Ile Maurice: Ramgoolam et ses Judas

11 Février 2023

Comme petit-fils, du côté maternel, de Thacoordial Ramjoorawon, grand recordman en tonnage de canne récolté par arpent mais aussi descendant des planteurs Ramgoolam, le leader du Parti travailliste a certainement hérité du talent de l'agriculteur aguerri, toujours prêt à éradiquer les pikan-loulou, les fataques et autres chiendents envahissant son terrain. Mais quid des Judas dans son entourage politique ?

Navin Ramgoolam a déjà repéré des éléments travaillistes, qui voudraient casser la baraque et l'amoindrir. Surtout dans un contexte où des pourparlers sont engagés avec les dirigeants du Mouvement militant mauricien (MMM) et du Parti mauricien social-démocrate (PMSD) en vue de concrétiser une alliance électorale pour reprendre le pouvoir des mains du Mouvement socialiste militant (MSM).

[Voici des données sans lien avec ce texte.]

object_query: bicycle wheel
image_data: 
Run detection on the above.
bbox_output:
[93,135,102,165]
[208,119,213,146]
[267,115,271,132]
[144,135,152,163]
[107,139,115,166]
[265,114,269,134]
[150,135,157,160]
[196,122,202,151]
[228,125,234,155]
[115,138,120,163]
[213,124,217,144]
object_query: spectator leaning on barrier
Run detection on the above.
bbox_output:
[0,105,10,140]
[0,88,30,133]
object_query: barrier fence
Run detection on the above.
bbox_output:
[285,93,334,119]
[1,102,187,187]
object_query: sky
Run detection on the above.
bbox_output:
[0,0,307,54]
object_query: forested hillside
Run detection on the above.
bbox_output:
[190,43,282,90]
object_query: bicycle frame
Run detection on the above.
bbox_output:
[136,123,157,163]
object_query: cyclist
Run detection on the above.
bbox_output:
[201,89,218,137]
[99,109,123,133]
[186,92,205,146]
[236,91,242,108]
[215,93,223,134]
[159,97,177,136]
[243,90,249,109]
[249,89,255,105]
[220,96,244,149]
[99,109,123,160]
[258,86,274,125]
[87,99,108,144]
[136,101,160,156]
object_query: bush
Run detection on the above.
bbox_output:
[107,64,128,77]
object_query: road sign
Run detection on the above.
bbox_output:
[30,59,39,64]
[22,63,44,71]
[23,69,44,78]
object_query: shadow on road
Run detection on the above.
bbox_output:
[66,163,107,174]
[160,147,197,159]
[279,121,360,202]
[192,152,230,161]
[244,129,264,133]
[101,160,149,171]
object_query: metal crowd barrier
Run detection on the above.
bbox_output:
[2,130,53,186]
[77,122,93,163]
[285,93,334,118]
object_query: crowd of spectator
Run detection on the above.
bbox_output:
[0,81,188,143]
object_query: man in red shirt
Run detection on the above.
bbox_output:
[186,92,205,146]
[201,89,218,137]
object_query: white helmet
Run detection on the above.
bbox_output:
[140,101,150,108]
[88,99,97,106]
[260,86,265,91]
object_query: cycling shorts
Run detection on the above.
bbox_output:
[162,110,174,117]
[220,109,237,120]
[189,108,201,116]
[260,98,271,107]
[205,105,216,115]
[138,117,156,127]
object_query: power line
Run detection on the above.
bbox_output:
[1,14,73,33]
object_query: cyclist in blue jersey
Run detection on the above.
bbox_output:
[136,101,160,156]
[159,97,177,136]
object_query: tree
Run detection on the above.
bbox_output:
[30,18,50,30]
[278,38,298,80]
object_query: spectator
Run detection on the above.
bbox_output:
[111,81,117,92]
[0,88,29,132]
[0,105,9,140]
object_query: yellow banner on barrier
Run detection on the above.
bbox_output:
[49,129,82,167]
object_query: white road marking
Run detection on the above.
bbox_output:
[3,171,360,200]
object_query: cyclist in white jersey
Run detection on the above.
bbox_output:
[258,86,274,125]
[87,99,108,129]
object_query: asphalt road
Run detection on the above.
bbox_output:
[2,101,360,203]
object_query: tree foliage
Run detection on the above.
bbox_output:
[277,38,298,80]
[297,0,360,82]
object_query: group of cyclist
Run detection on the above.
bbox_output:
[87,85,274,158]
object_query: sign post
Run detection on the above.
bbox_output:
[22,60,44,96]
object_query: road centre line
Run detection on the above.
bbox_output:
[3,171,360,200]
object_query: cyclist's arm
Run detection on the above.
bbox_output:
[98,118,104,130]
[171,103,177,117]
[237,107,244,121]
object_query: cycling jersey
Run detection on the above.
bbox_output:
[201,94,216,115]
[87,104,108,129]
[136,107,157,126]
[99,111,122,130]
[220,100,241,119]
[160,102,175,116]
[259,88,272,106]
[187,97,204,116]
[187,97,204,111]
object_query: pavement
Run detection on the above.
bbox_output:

Un Ramgoolam fragilisé dans un moment crucial, cela profiterait à qui ? Certainement au MSM car de toute évidence, seul le leader des Rouges poserait une menace directe à Pravind Kumar Jugnauth. Avec un challenger autre que Navin Ramgoolam, le MSM économiserait largement sur son trésor de guerre car il ne lui serait plus nécessaire de dépenser sur des 'bases', sur le "manze-bwar" de ses agents et sur l'achat d'activistes de l'adversaire.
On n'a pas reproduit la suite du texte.